Four variants of the term year are used in reference to accounting entries: Calendar Year, Fiscal Year (FY), Accounting Fiscal Year (AFY), and Budget Fiscal Year (BFY). Of the four, only the fiscal year and accounting fiscal year are the same measurement. If a government operates financially on a calendar year, then the first three become the same measurement. However, that is often not the case, thus a difference arises between calendar and fiscal year. A calendar year is the familiar year of January 1 to December 31. The fiscal year is then defined as July 1 to June 30 or October 1 to September 30, depending on the government.
The budget fiscal year is often seen as having the same definition of the fiscal year, however, activity against that budget fiscal year can occur before the start of the fiscal year begin date and after the fiscal year end date. For that matter, accounting activity can occur against a fiscal year before and after the official start and end dates of that year. This pre and post activity is a choice that is tightly controlled within a financial application by one or more of the means described here in this users guide.

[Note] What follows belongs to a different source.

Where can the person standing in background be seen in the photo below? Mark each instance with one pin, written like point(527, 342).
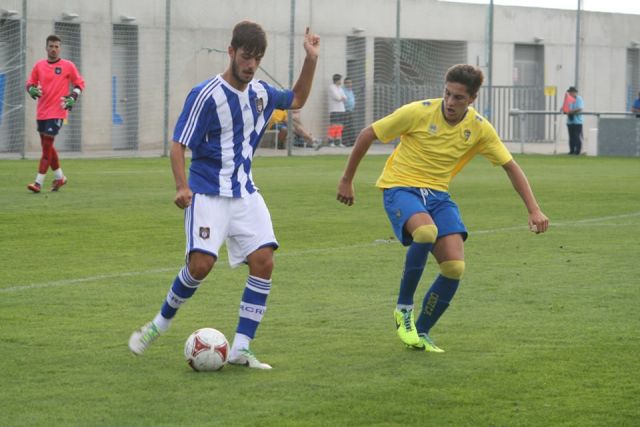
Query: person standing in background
point(50, 83)
point(574, 120)
point(336, 101)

Four variants of the term accounting period are used in reference to accounting entries: Accounting Period (APD), Period (PER), Fiscal Period, and Month. Periods 1 thru 12 are the easiest ones to understand because they equate to the 12 months found in a year. CGI Advantage Financial allows for the definition of up to 99 periods to provide reporting and control flexibility. The most common application of accounting periods will extend into periods 13 and possibly 14, called adjustment periods, to contain different accounting entries processed in a subsequent year against a prior year. With 99 periods, an application can have all of the adjustment periods necessary. In fact, an application can even be defined to have bi-weekly or weekly periods, given 99 are available.